— Ich werde dich töten, schwein… — визжа что-то на немецком
пыталась вцепиться в меня единственной рукой Шторфронт, но мне
все-же удалось переместиться на ее спину и словно клещ цепляясь за
одежду и волосы я пытался улучшить момент и достать шприц с
эпинефрином.
Плотный поток воздуха слезил глаза, желудок прилип куда-то к
ребрам. Гроза, поняв, что не сможет меня достать одной рукой,
решила просто сбросить куда-то вниз и выделывала в воздухе мертвые
петли… а, может быть просто не видела куда летит. В любом случае, я
намертво вцепился в нее, и всеми силами старался все-таки кое-как
достать свое последнее оружие. Чудо, что спустя некоторое время -
мне это удалось. Осталось только воткнуть его в рану на руке
и….
— Hier kommst du, Schlampe! — едва я нажал на поршень шприца,
все-таки поймав нужный момент, как нацистка, извернувшись в воздухе
все-таки достала меня здоровой рукой, схватив за горло. На вколотую
дрянь ей было наплевать так-же, как на укус комара. Я уже оказался
у нее в руках, вернее - руке. И она с неотвратимостью многотонного
пресса медленно, с наслаждением, сжимала ее, смакуя каждый
момент.
— Кх-ха — только и смог я просипеть сквозь капканом сжимающуюся
хватку, лишившую меня воздуха, болтая в воздухе ногами. Мы зависли
в воздухе на одном месте. Фиолетовые молнии, проходя сквозь ее
ладонь нещадно били по телу разрядами, а сила сжатия была настолько
мощной, что я мгновенно начал дергаться в конвульсиях, ощущая, как
с отдающимся в голове хрустом медленно сминаются в ее ладони шейные
позвонки. Руки, немея, отчаянно шарили в подсумке, пытаясь достать
хотя бы что-нибудь, что могло мне помочь.

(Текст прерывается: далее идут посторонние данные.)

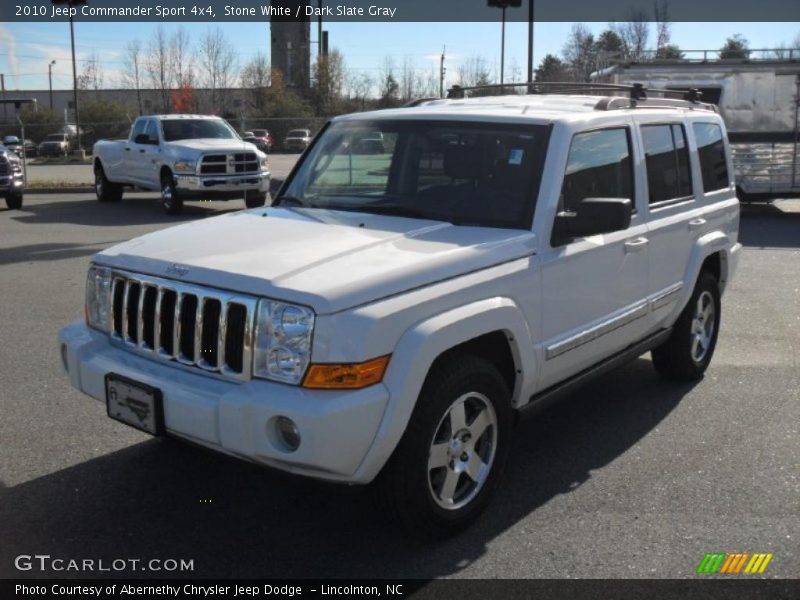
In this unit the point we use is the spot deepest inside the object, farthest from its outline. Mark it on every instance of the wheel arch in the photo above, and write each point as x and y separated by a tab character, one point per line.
478	328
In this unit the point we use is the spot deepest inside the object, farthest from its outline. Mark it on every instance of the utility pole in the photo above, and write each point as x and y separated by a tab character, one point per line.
3	88
530	41
50	79
442	71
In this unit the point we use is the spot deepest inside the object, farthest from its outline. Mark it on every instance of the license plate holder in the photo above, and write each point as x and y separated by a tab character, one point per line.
136	404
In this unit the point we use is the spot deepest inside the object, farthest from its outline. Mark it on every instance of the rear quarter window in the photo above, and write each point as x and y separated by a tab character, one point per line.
711	154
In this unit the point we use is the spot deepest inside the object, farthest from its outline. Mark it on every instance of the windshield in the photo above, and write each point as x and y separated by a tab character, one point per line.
482	174
194	129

— Ну что ты скажешь перед смертью… defekte Probe, — выплюнула
та, с садистским удовольствием смотря мне в глаза черными склерами.
Мне, правда, фиолетовые разводы уже едва позволяли видеть обгорелое
лицо нацистки. Как, впрочем, и все остальное.
Страха больше не было. Я понимал, что в этот раз мне уже скорее
всего не выкарабкаться, и сквозь агонию в голове проходила только
одна мысль — напоследок стереть с ее рожи эту мерзкую ухмылку. Вот
только темнота кислородного голодания уже не давала сделать что-то
осмысленное.
— К-а-я… — попытался я выдавить что-то из горла, выигрывая
лишнюю секунду.
— Что-то не слышу, russischer abschaum… Ты мне на ушко скажи, —
с ухмылкой притянув мое тело поближе и чуть больше разжав руки,
давая сделать небольшой глоток кислорода.